Given this natural fear but overwhelming evidence that our ancestors must have been explorers and opportunists, I came to the conclusion that we must also have developed a deep level of curiosity to balance our cautiousness. Our desire for the new and opportunistic gains, balanced our fear of change and natural cautiousness. These balanced forces of caution and curiosity created a level of adaptability that ensured our survival and development as a species.
Before the agricultural revolution, when humans lived in relatively small tribes, living off the natural resources around them, this balance of caution and curiosity served them well. Change was more under individual control as each member of the tribe had an opportunity to influence decisions. Stress was probably short-lived and came in the form of infrequent threats from predators or other tribes.
As our circumstances have changed and we have become societies rather than tribes, individuals have found themselves with little say over much of the change impacting them. Even in democratic societies, little of the change that impacts individuals is under their control. Even when we are effecting change for ourselves, there are always forces at work that might derail or influence the final outcome. We have cultural norms, laws, regulations, neighbours, competitors, free-markets and the like.
It is this lack of perceived or actual control that generates the anxiety associated with change. After 2 million years of evolution, individuals still have the balancing forces of caution and curiosity. The problem is, for many, the former is being invoked much more than the latter. The normal balance of short-lived bouts of stress related to perceived or actual threats, along side longer periods of excitement and reward associated with curiosity-driven exploration and opportunism, has been upset.
A lack of influence or direct control over the change that societies create is one driver of this imbalance. The other is the ever-increasing pace of change that society is now able to generate. Our natural curiosity, honed over millions of years of evolution, is now finding laser-like focus through technology, organisation and sheer numbers of individual contributors.
As a species, our natural curiosity, expressed through modern means of production, distribution and communication, is creating massive levels of species-driven change. Unfortunately, our natural cautiousness, can be called upon too much when faced with this onslaught.

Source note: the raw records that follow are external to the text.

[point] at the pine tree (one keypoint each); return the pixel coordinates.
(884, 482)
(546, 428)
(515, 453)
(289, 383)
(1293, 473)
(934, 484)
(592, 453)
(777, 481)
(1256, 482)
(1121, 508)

The natural balance of caution and curiosity is broken when our species takes over the change agenda.
This is why reframing change is so important for individual health. Redressing the balance between cautiousness and curiosity at an individual level is needed. Seeing change as an opportunity, deciding which changes to worry about, which to accept, and which to challenge or influence, is an important skill to learn.
Take the WYSIWYG challenge. Take a long, hard look at the change impacting you and look under the bonnet for the opportunities that it may well hold.
The research I undertook some years ago was just such a WYSIWYG challenge. Taking a long, hard look at why change was so prevalent and why this was having a negative impact on individuals, has certainly helped me redress my cautiousness-curiosity balance.
I believe I am better able to call upon both my natural cautiousness and curiosity to live at the “edge of chaos” more often. This is the place where I feel most alive and paradoxically ‘in control’ of my own destiny. This edge is the place where I believe our ancestors found themselves as a matter of course in their every day lives. Unfortunately, we have to work at finding that edge, but it is there. Just take a long, hard look.